MySQL is obsolete

It’s hard for me to admit, but the landscape of web application technology has recently shifted.  MySQL, and relational databases in general, have started to become obsolete.  The problem is that MySQL doesn’t scale.  Well, it does, but only so far.  A typical story:

Your new database-backed website is starting to become popular, and load times at peak hours are starting to rise.  You add a slave server or two to spread out the reads, and put a lot of the reads in a cache.  That helps, and load times fall.   You can repeat this a few times, but eventually you hit a wall where you have too many writes to handle, no matter how much hardware you have.  Then you’re stuck.  You have to start partitioning your data into separate clusters, but your application was written with a lot of joins, and a lot of stuff no longer works if everything isn’t in the same database.  So, you’ve got a big development effort that has a high possibility of failure.

I suspect that this story would happen to the majority of startups out there if they had dramatic success.  It happened to Friendster, and it cost them global success as the social networking space which they basically invented and completely owned slipped through their fingers.

Relational databases suck for another reason.  If you want any kind of user-defined data, where the user needs to customize the fields gathered, you are faced with either dynamically altering tables (maintenance nightmare, not scalable), or entity-attribute-value tables (hard to query, not scalable).   Scalability is great, but this is the real flaw that’s been hitting me lately.  There are no good solutions to this problem in the relational world.  Google had all these problems years ago with their web indexing database, so they made BigTable, which currently holds their entire 800TB index of the web with metadata in a single table.  That technology now holds almost everything they do.

BigTable is Google-proprietary, unfortunately.  But as of the last year or so, there are reasonably-mature implementations of BigTable and the Google File System that it runs on.  Hadoop is the GFS equivalent, it takes care of managing an arbitrarily-large set of constantly-changing data.  HBase is the BigTable equivalent, providing a REST interface to a simple query language.  These are both very new technologies, but Yahoo is using Hadoop to manage its crawled web data, and HBase is running Powerset, one of the most database-intensive web ideas I can think of.

These are column-oriented databases.  You don’t define columns, you define column families, and a row can have zero to many of each family, each uniquely tagged.  This lets you do away with many-to-many joins, and have infinite capability for user-defined fields that are stored with the main data.  Empty columns are never even stored.

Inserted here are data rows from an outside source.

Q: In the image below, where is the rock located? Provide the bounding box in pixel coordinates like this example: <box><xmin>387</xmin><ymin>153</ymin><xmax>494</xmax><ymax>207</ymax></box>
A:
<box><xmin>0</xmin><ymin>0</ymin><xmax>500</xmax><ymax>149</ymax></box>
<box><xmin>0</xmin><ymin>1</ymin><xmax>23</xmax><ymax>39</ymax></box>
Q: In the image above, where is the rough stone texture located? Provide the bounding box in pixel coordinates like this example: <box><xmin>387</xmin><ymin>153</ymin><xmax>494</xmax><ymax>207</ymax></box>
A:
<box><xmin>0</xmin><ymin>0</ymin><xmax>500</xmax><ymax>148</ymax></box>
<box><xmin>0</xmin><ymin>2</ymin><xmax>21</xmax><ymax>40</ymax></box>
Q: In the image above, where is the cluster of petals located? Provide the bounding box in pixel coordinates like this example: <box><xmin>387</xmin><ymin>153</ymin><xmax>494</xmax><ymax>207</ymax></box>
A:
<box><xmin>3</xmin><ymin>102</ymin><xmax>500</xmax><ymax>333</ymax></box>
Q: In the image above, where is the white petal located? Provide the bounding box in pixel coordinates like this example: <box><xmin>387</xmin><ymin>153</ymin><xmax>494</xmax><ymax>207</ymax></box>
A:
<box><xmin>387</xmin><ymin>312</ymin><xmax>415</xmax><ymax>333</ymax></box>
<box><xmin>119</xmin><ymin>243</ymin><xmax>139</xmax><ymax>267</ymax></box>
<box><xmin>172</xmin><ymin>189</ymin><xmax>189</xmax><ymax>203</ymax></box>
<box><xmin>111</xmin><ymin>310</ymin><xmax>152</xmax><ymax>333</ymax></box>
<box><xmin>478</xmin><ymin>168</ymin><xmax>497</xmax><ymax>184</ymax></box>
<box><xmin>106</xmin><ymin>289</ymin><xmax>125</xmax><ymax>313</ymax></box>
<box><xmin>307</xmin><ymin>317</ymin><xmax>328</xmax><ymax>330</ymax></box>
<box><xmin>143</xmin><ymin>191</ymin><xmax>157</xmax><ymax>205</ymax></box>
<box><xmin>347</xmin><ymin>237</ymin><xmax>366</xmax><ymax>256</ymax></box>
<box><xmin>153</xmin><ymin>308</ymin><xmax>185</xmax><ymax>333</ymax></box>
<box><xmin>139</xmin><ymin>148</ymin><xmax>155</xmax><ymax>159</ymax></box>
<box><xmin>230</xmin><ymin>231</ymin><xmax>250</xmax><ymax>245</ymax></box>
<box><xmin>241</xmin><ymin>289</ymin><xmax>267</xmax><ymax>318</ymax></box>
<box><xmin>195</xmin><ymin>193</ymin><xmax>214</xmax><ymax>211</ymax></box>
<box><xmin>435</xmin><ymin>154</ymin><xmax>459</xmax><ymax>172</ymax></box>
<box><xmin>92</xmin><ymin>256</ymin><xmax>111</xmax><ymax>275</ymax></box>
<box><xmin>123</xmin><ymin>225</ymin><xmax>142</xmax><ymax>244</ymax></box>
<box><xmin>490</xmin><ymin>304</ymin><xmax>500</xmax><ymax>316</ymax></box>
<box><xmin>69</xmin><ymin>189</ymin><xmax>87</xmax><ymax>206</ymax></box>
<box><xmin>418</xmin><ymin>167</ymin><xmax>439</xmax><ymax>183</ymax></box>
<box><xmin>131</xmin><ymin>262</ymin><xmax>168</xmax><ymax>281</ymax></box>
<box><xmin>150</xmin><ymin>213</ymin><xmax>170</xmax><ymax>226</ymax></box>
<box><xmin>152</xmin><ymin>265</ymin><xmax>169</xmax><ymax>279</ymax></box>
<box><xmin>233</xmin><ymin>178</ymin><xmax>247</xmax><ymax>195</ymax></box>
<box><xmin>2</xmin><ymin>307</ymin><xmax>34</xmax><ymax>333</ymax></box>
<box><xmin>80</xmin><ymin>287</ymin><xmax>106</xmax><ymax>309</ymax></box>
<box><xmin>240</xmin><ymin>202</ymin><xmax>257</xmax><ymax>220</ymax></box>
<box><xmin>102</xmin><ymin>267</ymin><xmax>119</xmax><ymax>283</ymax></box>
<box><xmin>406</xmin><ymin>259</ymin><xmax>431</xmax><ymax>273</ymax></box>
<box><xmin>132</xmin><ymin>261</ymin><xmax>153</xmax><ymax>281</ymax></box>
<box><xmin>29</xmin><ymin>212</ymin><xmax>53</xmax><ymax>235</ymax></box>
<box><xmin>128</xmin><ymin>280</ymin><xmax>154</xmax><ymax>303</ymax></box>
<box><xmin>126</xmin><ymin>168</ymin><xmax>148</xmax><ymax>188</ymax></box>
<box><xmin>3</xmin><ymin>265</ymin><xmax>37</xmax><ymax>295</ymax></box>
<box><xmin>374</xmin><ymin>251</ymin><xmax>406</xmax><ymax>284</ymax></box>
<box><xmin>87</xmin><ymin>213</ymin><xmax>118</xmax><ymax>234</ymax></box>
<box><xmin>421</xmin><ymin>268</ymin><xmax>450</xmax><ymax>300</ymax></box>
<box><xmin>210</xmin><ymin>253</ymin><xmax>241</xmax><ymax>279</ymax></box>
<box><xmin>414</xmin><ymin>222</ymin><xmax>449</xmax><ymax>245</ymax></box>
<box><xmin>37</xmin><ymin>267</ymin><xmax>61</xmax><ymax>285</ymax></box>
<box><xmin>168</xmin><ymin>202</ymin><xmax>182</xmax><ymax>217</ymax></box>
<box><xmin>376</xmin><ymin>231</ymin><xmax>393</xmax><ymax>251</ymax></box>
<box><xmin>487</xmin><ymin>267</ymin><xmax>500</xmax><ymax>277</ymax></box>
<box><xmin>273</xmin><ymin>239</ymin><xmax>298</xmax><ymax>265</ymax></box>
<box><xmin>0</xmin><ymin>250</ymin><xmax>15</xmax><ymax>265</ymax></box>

We’re planning to run Hadoop and HBase on a cluster of Amazon EC2 machines.  We’ll use S3 as the disk that the Hadoop cluster reads and writes from.  What this means is that since every system (web, DB, storage) scales with the number of machines in operation, all more traffic will ever mean to us is a bigger bill from Amazon.  And I bet that bill will be lower than the total cost of ownership of the equivalent traditional setup, because we can run fewer servers at night and save money.

So, the next bit of my life will be spent writing a solid database abstration layer between CakePHP and HBase, and an EC2 monitor and dynamic machine allocator.  I hope to open-source these so we can make this a realistic choice for more people out there.